La seconde erreur est la fragilisation des pays de l'Axe.  L'Allemagne peut certes s'emballer en laissant son ministre de la Justice menacer sur les ondes d'une arrestation de Poutine, s'il entre sur le territoire allemand, la réalité politique est bien loi du discours médiatique. Les pays de l'Axe sont conduits à reconnaître la décision de la CPI, car ils reconnaissent le pouvoir supérieur des États-Unis, ils n'ont donc pas le choix. Mais ce sont leurs organes étatiques, qui doivent mettre en œuvre cette décision, si le Président russe entre sur le territoire d'un pays membre. Et il n'est pas évident que les contraintes politico-juridiques et processuelles nationales tiennent longtemps... Ces pays ne sont pas juridiquement en guerre, n'osent pas en raison du manque de soutien de leur population. Menacer, et encore plus, arrêter un chef d'Etat en fonction est une déclaration de guerre.

Comme le souligne le président  serbe :

« Vucic, commentant le mandat d'arrêt de la CPI contre le président de la Fédération de Russie, a déclaré que l'Occident tente d'atteindre deux objectifs avec cette étape : montrer qu'il ne s'inquiète pas d'une éventuelle escalade du conflit, et essayer de faire pression sur les pays qui continuent de coopérer avec la Fédération de Russie. »

La troisième erreur politique stratégique de l'Axe est la consolidation de la société autour de son président.
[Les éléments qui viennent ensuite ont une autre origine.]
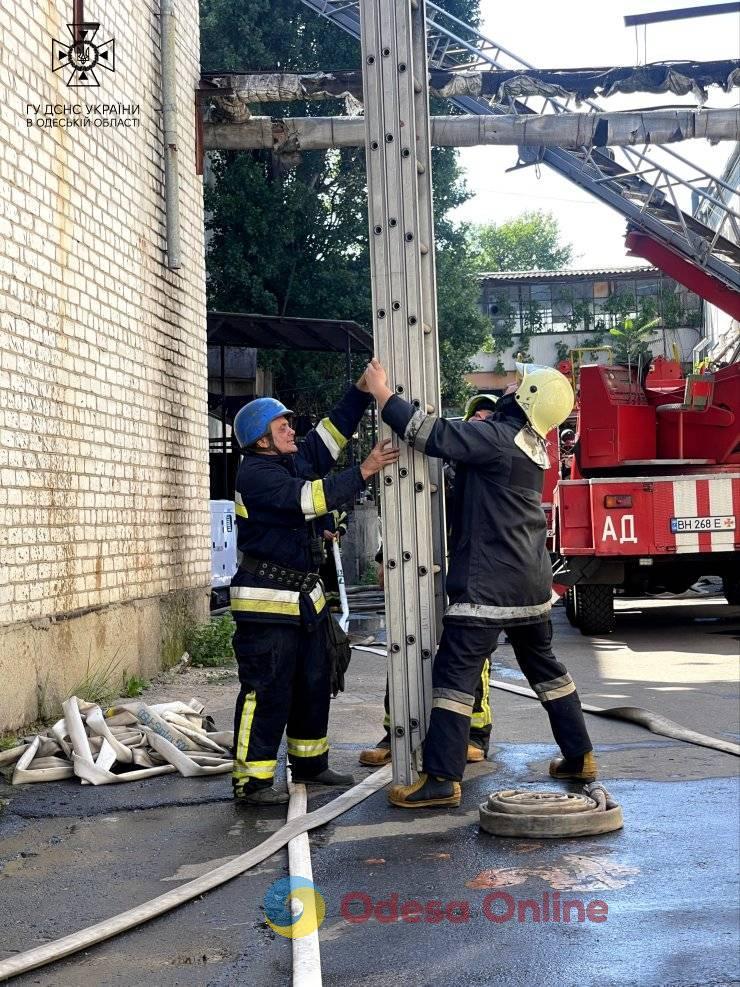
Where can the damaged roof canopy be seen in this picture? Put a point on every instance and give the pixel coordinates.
(497, 85)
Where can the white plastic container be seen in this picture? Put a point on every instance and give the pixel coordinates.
(223, 542)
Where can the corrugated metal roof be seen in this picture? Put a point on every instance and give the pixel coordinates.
(571, 274)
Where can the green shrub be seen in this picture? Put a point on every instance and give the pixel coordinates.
(210, 643)
(134, 685)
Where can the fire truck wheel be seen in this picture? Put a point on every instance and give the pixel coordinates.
(570, 607)
(731, 589)
(595, 609)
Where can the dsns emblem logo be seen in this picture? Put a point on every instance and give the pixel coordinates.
(293, 907)
(83, 56)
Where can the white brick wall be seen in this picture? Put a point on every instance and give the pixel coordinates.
(103, 424)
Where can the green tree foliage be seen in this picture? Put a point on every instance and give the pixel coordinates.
(530, 242)
(294, 242)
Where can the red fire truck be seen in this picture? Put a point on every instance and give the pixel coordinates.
(653, 499)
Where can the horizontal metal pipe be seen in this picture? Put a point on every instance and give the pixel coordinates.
(567, 130)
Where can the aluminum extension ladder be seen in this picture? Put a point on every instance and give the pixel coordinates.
(393, 37)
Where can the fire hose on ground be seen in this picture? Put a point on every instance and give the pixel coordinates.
(506, 813)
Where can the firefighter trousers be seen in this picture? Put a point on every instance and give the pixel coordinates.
(284, 673)
(481, 722)
(456, 672)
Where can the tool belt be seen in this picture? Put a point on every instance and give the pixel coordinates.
(301, 582)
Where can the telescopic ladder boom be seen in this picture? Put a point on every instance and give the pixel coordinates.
(656, 192)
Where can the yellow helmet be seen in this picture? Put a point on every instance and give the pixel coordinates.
(544, 395)
(475, 402)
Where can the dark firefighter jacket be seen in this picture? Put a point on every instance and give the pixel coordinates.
(499, 569)
(277, 498)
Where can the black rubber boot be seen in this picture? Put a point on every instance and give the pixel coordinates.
(376, 757)
(582, 768)
(427, 793)
(325, 777)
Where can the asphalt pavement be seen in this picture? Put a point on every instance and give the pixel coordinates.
(423, 897)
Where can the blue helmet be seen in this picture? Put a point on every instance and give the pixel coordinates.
(253, 420)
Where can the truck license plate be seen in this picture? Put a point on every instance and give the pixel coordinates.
(683, 524)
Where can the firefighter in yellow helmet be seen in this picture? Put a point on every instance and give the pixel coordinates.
(499, 575)
(478, 408)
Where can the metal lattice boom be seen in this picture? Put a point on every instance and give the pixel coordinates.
(657, 191)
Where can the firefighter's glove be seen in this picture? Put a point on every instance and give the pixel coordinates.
(340, 652)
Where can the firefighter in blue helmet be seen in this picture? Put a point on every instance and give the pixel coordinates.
(276, 594)
(499, 574)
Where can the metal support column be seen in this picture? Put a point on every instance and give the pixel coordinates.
(398, 160)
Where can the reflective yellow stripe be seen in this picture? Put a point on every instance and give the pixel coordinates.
(245, 728)
(452, 706)
(330, 435)
(313, 499)
(482, 718)
(307, 748)
(239, 507)
(266, 606)
(255, 599)
(264, 770)
(319, 499)
(317, 598)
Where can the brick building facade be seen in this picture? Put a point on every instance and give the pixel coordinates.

Le  président de la CPI est choqué et surpris de la réaction unanime de la société et des élites en Russie, soutenant le président Poutine. L'Occident oublie que nous ne sommes pas à la fin des années 80, les Russes n'ont aucune nostalgie pour ce que devient l'Occident, un phénomène anti-civilisationnel. Ils regrettent l'Europe des années 70, oui, mais pas celle d'aujourd'hui. Ils sont fiers d'être russes, fiers de leur pays et veulent être respectés en tant que tel. Pour une grande partie d'entre eux, Poutine incarne ce relèvement de la Russie. Et d'une manière générale, lui étant plus reproché sa délicatesse à l'égard des élites pro-globalistes russes, il obtient un soutien sans faille quand il tient justement une position forte.

Le tribunal de Marioupol, la meilleure réponse à apporter par la Russie

Il y a eu de nombreuses déclarations politiques en Russie, à tous les niveaux, arrivant toujours à la même - et juste - conclusion : cette décision de la CPI, juridiquement, ne concerne en rien la Russie. Celle-ci n'a pas à participer à cette farce pseudo-judiciaire, elle n'a pas à appliquer les décisions adoptées en dehors de son champ juridique.

En revanche, au-delà des déclarations politiques, il est important d'agir. Cela fait longtemps que l'on parle du procès de Marioupol, devant juger les criminels de guerre de l'armée atlantico-ukrainienne. L'organisation de ce procès serait la meilleure réponse à apporter. Et certains signes laissent place à l'espoir.

Dmitri Peskov, le porte-parole du Kremlin, a déclaré que le Kremlin soutenait l'idée du président du Comité d'enquête de mettre en place un tribunal spécial, chargé de l'examen de ces crimes :

« Nous savons que des travaux sont en cours. Le Comité d'enquête enregistre soigneusement tous les crimes du régime de Kiev. Un travail très intense, scrupuleux et minutieux est en cours, dont les éléments, bien sûr, peuvent constituer la base d'un tel tribunal. »

Par ailleurs, lors de son passage à Marioupol, le président Poutine s'est rendu au Philharmonique de la ville, qui a été reconstruit... et dans lequel une salle spéciale a été organisée en salle de tribunal.

Peut-être ce mandat d'arrêt va-t-il enfin permettre à la Russie de se résoudre à entrer sur le terrain juridique, élément incontournable du combat civilisationnel qui se mène.